Friday, September 20, 2013

Turkey with Mushrooms and Cream

* 1 package of turkey slices (17.6 oz is how they usually come)
* 1 tbsp oil
* 3 tbsp butter, divided
* 3/4 cup water, divided
* 1/4 cup apple cider
* 2 tsp chicken bullion granules
* 1/4 tsp pepper
* 3/4 cup sour cream
* 1 lb fresh mushrooms, sliced

1. In a large skillet over medium high heat cook turkey in oil and 2 tbsp of butter until golden brown and cooked through.  Remove from skillet and keep warm.
2. In the now empty skillet, combine 1/2 cup water, cider, 1 tsp bullion and pepper.  Cook over medium heat until the bullion is dissolved. Stir in the sour cream and heat through.
3. In another skillet, combine 1 tbsp butter, 1/4 cup water and 1 tsp bullion. Cook over medium heat until the bullion is dissolved. Add mushrooms and cook for 10 minutes of until the liquid has evaporated.
4. Plate the turkey with sauce and mushrooms.  Enjoy!

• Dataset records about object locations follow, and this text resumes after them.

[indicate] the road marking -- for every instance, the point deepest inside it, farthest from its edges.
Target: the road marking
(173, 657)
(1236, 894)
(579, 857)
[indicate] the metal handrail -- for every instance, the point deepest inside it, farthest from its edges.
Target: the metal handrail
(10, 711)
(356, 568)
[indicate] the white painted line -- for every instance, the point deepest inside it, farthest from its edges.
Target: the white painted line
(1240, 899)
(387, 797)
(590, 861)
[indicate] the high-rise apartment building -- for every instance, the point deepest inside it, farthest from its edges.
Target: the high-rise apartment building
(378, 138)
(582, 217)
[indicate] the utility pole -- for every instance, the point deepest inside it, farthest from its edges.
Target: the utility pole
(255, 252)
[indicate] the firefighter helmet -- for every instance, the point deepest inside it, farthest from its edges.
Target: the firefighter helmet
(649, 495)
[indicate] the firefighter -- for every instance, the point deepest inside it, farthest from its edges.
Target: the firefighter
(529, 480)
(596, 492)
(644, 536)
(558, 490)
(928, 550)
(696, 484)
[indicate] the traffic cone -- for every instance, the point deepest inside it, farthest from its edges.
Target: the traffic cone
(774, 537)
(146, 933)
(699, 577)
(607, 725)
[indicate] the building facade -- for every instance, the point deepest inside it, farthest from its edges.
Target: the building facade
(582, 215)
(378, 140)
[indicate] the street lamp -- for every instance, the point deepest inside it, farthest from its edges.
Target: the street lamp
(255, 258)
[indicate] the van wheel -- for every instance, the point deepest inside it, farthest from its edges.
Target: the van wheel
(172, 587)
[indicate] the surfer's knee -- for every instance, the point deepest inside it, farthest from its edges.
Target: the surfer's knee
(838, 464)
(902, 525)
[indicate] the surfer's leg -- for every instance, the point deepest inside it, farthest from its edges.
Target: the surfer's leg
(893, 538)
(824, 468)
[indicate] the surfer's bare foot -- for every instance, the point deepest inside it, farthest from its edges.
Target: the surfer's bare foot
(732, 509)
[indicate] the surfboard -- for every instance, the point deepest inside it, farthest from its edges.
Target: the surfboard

This can be served with rice, or egg noodles, or even potatoes.  Our family has been on a brown rice kick and as a result we served it with that.  It was nice to make turkey instead of chicken, but I am sure you could make this with chicken if you had that on hand.  I would suggest pounding the chicken thin so it can quickly cook.